International law states there is no difference between those who flee to New Zealand claiming asylum, and so called "quota refugees" who arrive from camps as part of the United Nations programme. About 300 asylum seekers arrive every year, with about a third recognised as refugees.
Auckland Refugee Council executive director Marian Kleist said they faced barriers accessing the same support, English-language education, housing and healthcare that was offered to quota refugees.
"They are often traumatised having had to flee, often leaving family behind," she said.
"Many of them are the most destitute."
In 2012, the Government cut funding to the council, which helps refugees navigate the system, find homes and apply for benefits.
"We have no idea how we are going to get through the year," Kleist said.
"Immigration and the Government are not interested in giving any support to asylum seekers whatsoever.
"To be perfectly frank, if we didn't offer them accommodation they would either be living in very vulnerable situations or on the streets - and this includes families at times too."
Changemakers Refugee Forum researcher Alia Bloom agreed the disparity had created a "twilight" of "isolated and invisible" people.
Her report "Marking Time", published last year, found asylum seekers struggled from a lack of communication from officials.
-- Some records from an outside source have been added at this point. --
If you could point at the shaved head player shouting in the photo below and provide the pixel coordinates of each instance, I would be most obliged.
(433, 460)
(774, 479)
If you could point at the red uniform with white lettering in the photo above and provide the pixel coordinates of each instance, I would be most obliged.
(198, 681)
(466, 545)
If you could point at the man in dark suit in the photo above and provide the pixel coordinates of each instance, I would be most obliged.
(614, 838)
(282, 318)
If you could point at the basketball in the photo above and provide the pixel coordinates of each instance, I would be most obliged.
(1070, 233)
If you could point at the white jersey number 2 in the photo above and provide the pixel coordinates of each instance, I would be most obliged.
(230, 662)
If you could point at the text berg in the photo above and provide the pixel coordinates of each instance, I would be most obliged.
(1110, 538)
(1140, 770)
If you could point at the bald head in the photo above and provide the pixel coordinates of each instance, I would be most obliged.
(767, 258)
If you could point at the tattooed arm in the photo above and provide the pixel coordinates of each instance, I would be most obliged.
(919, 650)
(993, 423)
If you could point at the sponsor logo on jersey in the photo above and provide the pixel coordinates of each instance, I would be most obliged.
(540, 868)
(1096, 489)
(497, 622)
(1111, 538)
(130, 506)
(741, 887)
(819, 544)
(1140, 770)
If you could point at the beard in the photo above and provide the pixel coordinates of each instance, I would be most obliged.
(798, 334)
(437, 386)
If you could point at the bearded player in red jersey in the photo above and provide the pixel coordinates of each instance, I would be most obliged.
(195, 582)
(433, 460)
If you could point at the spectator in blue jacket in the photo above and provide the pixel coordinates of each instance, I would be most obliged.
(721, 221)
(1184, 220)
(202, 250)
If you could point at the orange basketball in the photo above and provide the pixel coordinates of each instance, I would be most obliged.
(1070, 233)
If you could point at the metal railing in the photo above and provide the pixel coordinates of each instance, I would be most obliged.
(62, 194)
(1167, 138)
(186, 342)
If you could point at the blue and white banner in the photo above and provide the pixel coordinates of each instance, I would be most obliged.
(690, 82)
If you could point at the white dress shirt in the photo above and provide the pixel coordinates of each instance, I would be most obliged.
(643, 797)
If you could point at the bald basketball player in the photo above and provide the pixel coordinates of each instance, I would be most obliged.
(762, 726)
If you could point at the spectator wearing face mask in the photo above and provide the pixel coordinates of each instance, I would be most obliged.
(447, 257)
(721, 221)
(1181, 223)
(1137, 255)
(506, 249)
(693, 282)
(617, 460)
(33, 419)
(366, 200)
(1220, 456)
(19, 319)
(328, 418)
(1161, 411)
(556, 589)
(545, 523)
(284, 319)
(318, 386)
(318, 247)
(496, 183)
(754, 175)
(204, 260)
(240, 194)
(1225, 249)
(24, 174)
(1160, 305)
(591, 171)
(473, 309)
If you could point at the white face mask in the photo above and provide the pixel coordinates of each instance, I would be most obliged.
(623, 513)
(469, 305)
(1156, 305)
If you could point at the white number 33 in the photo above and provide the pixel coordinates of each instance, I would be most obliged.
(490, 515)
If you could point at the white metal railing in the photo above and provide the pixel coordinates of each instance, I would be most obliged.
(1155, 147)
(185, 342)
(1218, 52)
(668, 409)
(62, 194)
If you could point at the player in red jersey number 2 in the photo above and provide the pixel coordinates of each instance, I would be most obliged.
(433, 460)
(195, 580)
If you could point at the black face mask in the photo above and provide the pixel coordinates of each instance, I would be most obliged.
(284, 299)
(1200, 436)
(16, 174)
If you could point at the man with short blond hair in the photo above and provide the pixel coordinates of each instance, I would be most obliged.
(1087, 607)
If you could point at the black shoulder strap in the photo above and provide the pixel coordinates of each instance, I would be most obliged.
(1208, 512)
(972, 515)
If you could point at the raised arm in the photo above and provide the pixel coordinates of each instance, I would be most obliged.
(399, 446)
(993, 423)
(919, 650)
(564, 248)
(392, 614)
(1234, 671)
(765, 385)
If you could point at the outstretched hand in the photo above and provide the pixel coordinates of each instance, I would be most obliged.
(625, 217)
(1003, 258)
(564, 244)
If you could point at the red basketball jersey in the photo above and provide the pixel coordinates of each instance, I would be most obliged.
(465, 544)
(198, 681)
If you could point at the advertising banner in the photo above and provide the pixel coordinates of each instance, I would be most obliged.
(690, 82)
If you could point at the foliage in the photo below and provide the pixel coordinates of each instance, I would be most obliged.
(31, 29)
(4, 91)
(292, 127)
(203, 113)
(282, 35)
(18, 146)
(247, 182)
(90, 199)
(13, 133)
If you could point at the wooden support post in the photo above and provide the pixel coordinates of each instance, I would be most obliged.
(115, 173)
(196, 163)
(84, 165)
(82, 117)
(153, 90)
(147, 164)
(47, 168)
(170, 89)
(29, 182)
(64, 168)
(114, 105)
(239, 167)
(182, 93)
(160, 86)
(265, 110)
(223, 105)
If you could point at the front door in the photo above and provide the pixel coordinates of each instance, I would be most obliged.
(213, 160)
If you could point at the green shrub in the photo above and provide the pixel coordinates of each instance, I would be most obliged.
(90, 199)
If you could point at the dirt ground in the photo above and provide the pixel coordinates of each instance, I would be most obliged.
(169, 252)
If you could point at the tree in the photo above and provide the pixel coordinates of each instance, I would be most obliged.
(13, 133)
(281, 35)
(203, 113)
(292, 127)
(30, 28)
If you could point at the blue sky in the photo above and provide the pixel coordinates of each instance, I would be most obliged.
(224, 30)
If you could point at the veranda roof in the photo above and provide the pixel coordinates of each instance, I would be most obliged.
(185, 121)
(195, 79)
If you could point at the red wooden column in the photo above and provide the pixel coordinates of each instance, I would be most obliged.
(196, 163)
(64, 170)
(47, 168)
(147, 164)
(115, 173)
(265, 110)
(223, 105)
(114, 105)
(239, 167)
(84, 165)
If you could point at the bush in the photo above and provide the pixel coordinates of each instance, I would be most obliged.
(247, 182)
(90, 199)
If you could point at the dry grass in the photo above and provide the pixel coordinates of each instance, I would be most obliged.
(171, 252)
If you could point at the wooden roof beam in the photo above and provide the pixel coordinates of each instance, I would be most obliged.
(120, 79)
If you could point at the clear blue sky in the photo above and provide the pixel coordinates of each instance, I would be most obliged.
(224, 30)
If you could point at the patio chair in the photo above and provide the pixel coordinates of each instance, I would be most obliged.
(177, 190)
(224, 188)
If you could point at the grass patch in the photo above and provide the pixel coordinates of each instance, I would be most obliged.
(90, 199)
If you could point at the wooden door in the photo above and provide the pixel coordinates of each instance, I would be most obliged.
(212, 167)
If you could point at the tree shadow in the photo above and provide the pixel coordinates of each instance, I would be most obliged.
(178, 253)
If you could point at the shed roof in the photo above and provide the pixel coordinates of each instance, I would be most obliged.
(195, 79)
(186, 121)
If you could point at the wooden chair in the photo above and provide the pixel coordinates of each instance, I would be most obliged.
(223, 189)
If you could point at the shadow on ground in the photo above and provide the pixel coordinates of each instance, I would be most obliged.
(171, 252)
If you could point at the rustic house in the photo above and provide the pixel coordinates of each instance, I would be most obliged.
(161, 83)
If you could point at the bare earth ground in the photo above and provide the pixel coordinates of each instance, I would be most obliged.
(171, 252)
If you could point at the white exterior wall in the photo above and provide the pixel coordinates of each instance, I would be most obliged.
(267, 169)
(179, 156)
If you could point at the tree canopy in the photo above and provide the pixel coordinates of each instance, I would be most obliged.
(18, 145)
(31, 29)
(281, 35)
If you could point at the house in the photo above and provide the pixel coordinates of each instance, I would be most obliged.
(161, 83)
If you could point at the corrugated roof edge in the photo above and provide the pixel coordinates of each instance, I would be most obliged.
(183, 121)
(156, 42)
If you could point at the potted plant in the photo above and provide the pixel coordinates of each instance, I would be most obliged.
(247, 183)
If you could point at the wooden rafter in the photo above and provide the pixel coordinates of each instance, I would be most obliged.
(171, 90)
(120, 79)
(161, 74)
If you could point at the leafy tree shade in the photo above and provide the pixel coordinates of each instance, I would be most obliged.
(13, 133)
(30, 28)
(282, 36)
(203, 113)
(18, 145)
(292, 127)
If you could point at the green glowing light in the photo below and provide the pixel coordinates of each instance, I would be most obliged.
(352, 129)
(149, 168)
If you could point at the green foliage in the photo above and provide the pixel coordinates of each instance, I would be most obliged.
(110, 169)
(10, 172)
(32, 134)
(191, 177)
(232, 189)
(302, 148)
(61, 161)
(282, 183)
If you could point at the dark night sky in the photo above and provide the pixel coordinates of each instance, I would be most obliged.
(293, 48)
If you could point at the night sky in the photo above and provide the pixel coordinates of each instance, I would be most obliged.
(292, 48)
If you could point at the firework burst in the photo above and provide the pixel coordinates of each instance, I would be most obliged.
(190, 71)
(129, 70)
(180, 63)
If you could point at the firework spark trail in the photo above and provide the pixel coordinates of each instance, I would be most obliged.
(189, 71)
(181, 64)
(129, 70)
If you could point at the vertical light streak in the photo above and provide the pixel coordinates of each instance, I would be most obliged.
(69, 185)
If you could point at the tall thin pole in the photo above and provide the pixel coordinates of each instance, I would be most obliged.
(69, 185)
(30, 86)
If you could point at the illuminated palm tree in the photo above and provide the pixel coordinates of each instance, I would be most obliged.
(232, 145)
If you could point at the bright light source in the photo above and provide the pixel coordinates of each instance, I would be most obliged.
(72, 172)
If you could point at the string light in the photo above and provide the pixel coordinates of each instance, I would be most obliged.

Often already traumatised, they were left stressed and often exploited through illicit demands for fees from their community.
"If there is no distinction under international law . We don't really understand why there should be a distinction in the services and support they get," Bloom said.
"The spectre of the 'boat people' - even though they never arrived - seems to be prominent in that political consciousness."
Amnesty New Zealand's advocacy manager Amanda Brydon said New Zealand had an obligation to protect and recognise asylum seekers' rights.
"They need to be treated as people and have access to these services," she said.
"It's not just about putting in obstacles so people go home... anecdotally, it seems like they are treated like the bad guys.
"The fact that they have gone through so much already... are often torture survivors or have left family at home. It doesn't need to be that hard."
Brydon called for a hike in the UN quota, which had not changed since 1987, and an additional "crisis quota" to give sanctuary to those fleeing conflicts such as those in Syria and South Sudan.
Immigration minister Michael Woodhouse said the Government had a "strong record of supporting refugees and refugee communities".
A resettlement strategy launched in 2012, was commended by the UNHCR as world-leading.
"All asylum seekers in New Zealand are eligible to access public health and mental health services,' he said.